No sleep disturbance
Clinical studies have shown that the use of GrindCare does not interrupt or disturb sleep, a finding which was also confirmed by a polysomnographic study in a sleep laboratory. Users sleep just as well with GrindCare as without it.
Researchers from the University of Aarhus in Denmark investigated whether GrindCare’s contingent electrical stimulation (CES) could be associated with perturbation of sleep. A polysomnography (PSG) study was performed in a sleep laboratory with volunteers suffering from night-time grinding. All volunteers wore GrindCare for two nights: one night with treatment mode on (with CES) and one night with treatment mode off (without CES) in randomized order. The result was that total sleep time, number of micro-arousals per hour of sleep, and time spent in rapid eye movement (REM) were not influenced by GrindCare’s contingent stimulation, confirming that users can sleep just as well with GrindCare treatment as without it.
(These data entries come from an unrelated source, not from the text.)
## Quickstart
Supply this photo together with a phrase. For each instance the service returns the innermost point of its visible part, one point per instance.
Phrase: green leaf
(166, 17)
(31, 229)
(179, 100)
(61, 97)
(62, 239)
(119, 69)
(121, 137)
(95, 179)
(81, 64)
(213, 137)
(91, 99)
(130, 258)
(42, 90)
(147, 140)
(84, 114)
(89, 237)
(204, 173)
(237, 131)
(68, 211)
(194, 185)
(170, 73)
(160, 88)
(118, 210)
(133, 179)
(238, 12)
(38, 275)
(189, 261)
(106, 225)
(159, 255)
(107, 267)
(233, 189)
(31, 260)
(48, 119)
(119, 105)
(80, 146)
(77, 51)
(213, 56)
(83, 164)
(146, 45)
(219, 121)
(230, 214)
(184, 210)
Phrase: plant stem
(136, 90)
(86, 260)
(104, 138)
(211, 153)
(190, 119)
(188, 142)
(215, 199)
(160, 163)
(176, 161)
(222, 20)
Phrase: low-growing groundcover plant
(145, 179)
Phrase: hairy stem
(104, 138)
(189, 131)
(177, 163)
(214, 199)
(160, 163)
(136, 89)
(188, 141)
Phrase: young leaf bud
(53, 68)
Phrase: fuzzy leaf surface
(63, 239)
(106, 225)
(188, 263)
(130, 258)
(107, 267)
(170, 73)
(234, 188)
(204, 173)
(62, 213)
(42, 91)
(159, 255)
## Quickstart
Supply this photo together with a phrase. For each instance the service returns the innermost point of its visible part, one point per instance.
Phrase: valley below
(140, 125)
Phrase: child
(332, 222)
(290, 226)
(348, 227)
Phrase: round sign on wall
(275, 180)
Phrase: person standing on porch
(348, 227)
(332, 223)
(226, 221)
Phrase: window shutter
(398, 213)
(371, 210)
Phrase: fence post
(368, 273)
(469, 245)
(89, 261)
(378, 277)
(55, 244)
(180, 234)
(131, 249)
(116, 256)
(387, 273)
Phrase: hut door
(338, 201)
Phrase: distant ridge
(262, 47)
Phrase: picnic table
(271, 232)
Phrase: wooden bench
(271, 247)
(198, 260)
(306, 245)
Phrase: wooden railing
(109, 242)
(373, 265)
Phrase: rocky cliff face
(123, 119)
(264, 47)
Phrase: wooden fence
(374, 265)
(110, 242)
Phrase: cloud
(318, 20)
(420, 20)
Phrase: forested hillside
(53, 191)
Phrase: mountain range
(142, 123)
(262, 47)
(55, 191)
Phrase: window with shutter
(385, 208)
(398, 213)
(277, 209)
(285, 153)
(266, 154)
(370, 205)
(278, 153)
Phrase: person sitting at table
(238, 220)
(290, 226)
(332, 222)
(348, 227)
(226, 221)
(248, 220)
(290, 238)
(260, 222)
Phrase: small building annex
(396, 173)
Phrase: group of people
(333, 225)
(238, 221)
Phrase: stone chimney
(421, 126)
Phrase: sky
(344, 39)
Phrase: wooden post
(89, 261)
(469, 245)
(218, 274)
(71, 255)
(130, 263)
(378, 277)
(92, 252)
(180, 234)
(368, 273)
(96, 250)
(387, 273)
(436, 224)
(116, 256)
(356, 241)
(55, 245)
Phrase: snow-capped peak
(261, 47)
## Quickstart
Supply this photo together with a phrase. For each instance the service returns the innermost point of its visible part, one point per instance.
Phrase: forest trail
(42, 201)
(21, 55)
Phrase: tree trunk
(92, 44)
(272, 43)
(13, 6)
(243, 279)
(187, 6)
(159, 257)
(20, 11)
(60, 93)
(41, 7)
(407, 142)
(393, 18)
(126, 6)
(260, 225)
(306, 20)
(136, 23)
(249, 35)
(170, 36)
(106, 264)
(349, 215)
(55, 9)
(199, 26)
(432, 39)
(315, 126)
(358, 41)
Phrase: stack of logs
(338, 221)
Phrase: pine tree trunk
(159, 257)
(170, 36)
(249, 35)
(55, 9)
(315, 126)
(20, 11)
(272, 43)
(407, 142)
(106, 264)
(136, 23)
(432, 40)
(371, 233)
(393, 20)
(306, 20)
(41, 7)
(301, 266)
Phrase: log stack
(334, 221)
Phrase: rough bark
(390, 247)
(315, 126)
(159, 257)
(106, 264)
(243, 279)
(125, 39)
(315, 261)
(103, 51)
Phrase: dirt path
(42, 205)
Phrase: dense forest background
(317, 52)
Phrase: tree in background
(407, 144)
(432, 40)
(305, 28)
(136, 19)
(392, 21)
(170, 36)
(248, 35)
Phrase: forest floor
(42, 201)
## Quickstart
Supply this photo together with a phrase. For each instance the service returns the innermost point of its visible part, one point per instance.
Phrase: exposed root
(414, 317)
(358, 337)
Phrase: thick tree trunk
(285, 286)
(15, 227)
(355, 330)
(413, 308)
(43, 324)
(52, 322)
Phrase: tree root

Researchers from Denmark looked at the efficacy of GrindCare in reducing sleep bruxism in patients with reported night-time grinding and secondary symptoms. The patients were randomly assigned to either a test group (GrindCare in therapeutic mode) or a control group (GrindCare only in recording mode). Both groups used the device in the respective mode for 2 x 3 weeks. The results showed that there were no differences in sleep duration or complaints regarding sleep quality in either group as measured by standardized questionnaires, confirming that GrindCare’s CES treatment does not disturb sleep.